Wenn ein ausgedientes Kirchengebäude inklusive Gemeindehaus zum Verkauf steht, kann man immer von einer interessanten Immobilie für die weitere Nutzung ausgehen. Genau so ist das in Kehl nahe der französischen Grenze gewesen.

Gleich mehrere Immobilienentwickler haben sich um das Objekt beworben – doch nur einer von ihnen wollte die Bauten weiternutzen und nicht für Neubauten abreißen. Vielleicht ging auch deswegen der Zuschlag an den heutigen Besitzer Karlheinz Falk.

Gemeinsam mit Freunden, Bekannten, Branchenprofis und weiteren Spezialisten wurde überlegt, wie die ehemalige Martin-Luther-Kirche nach ihrer Entwidmung im Jahr 2019 weiter und wirtschaftlich tragbar für die Gemeinschaft nutzbar gemacht werden könnte. Die Prämisse war, weiterhin einen Anlaufpunkt für viele Menschen zu schaffen. Die Themen Langlebigkeit, Naturverbundenheit und Gesundheit standen ganz oben auf der Liste.

Als Gesellschaftsform wurde die Genossenschaft gewählt – mit paritätischen Stimmanteilen unabhängig von den finanziellen Anteilen an der Genossenschaft: Jedes Mitglied hat eine Stimme.

Heute ist dort, neben Gemeinschaftsräumen für beispielsweise Yogatreffen und zwei Ferienwohnungen im ehemaligen Glockenturm, ein Unverpackt-Laden mit Café und Bistro. Das Programm war gleichzeitig Namensgeber: Aus “Lose und Lokal” wurde das LOLO.
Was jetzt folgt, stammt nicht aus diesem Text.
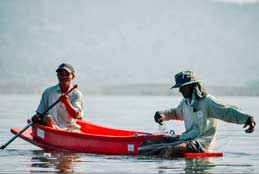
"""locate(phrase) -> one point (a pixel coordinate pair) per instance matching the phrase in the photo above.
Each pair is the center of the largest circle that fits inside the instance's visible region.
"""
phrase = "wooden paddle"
(42, 114)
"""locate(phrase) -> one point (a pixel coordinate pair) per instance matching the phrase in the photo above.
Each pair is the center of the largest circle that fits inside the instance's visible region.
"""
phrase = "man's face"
(186, 91)
(64, 77)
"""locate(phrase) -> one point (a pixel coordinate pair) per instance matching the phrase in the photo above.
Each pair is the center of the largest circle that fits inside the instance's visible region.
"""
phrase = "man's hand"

Jenny Weinhold, Gründungsmitglied und heute im LOLO für die Gastronomie verantwortlich, berichtet: “Anfangs waren wir 30 Menschen, die zwar alle ein Ziel vor dem inneren Auge hatten, aber natürlich noch wenig konkrete Vorstellungen.” Natürlich stand das Thema Gastronomie und nachhaltiger Lebensmittelhandel weit vorn auf der Liste – denn beide Geschäftsmodelle sorgen für Frequenz und damit dafür, dass weiterhin viele Menschen das Gebäude nutzen können.

“Alle Lebensmittel, die wir verkaufen, sind lose. An den Wänden hängen Spender für Hülsenfrüchte, Nüsse, Cerealien und Kaffeebohnen, aber auch Pasta und Reis. Und die Gemüseauslage in der Mitte des Raums bietet alles, was während der Saison aus der Region kommt”, berichtet Jenny Weinhold weiter. “Für die lose Ware bringen sich die meisten Kunden eigene Behälter mit, die sie immer wieder verwenden. Bei den Silos wird dann grammgenau abgewogen.”

Wir fragen nach dem gastronomischen Konzept. Weinhold: “Wir liefern Frischküche sowohl zum hier essen als auch zum Mitnehmen. Auf Fisch, Fleisch und Wurstwaren verzichten wir. Und wer möchte, kann sich bei uns sogar komplett vegan ernähren und auch auf Milch- und Eiprodukte verzichten.”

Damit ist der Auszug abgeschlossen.